I’ve been a fan of Robert Hood‘s brand of sensually minimal techno since hearing a reissue of his classic Minimal Nation double 12″ in 2009, falling in love with the beyond-lush Motor: Nighttime World 3 a few years later. Somehow I’d never dug through his vast collection of singles until last Friday. I was working at my desk when Dancer queued up, and immediately had to stomp my feet along, slapping the desk with my open palms.
https://www.youtube.com/watch?v=1iXKuPsfzt8
This track is a 4/4 monster, piling grand piano and a hairy sax groove on top of a throbbing beat, with just the slightest hint of guitar sprinkled around. The mixture of pure electronics and live instrumentation works in a way most hybrids could only dream of. It’s the kind of song Daft Punk would kill to make; the sound feels like peeling their recent album Random Access Memories down to its beating heart.
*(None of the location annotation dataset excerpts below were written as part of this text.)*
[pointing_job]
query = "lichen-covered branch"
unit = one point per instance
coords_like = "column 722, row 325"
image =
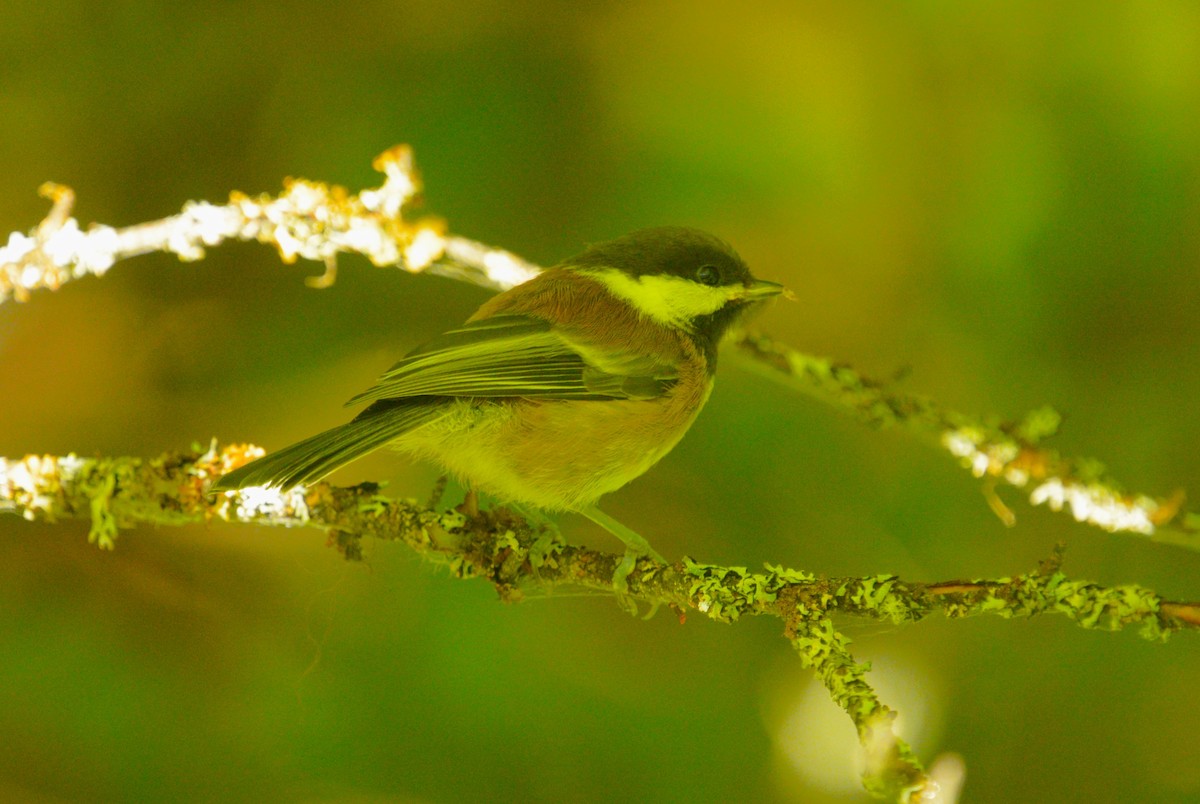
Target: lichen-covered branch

Only a handful of Detroit masters craft techno with such soul, such a playful jazz sensibility, as Robert Hood. I’m thinking of Carl Craig, Kenny Larkin, and of course Underground Resistance, where Hood began his musical odyssey. While this tune is obviously more of a house thumper, I’m happy to share it as another example of the playful, jazzy core of what makes Detroit techno one of my favorite sounds of all time.